Cash pickup is instant — often within minutes of the sender completing the transfer. The recipient needs to present a valid ID and the reference number (MTCN for WU, reference number for MG).
6. Payoneer — Excellent for Freelancers on Global Platforms
Payoneer is the preferred payment method for many global freelancing and marketplace platforms including Upwork, Fiverr, Amazon, Airbnb, and 2000+ others.

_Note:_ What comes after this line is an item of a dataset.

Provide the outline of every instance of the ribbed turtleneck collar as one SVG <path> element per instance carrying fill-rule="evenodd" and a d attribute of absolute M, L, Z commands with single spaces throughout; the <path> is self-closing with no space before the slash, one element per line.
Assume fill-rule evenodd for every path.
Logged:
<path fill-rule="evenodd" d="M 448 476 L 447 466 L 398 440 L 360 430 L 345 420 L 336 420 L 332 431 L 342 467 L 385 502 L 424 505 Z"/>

Payoneer gives you a US bank account number (Evolve Bank), EU bank account (EUR), and UK sort code — allowing platforms to pay you as if you're a local US/EU/UK bank account holder.
To receive Naira from Payoneer, you can:
- Withdraw USD to your Nigerian domiciliary account.
- Withdraw Naira directly to a Nigerian bank account (Payoneer to local bank).
- Use the Payoneer USD balance for international purchases without conversion.
7. Grey (for Creators and Remote Workers)
Grey (formerly Aboki Africa — no relation to Aboki Forex) is a Nigerian fintech that gives you foreign account details for receiving USD, GBP, and EUR from abroad. It's popular among Nigerian content creators receiving YouTube AdSense, Patreon, and Substack payments. Grey converts and delivers Naira at competitive rates.
Maximizing Your Naira When Receiving Money from Abroad
- Use Aboki Forex as your benchmark. Before agreeing to a payment method, check the current dollar to naira black market rate. This is the highest rate available in the market — calculate what Naira you should receive and compare against what each service offers.
- Hold in dollars when possible. If you can hold funds in a domiciliary account or Payoneer USD wallet, do so — particularly if you believe the naira may weaken further.
- Convert in batches, not all at once. Convert a portion of your foreign currency to Naira when needed, rather than converting everything at once and exposing all of it to the current rate.
- Try USDT P2P. If you're comfortable with crypto, P2P trading on Binance gives the highest Naira rate — typically close to the black market rate shown on Aboki Forex.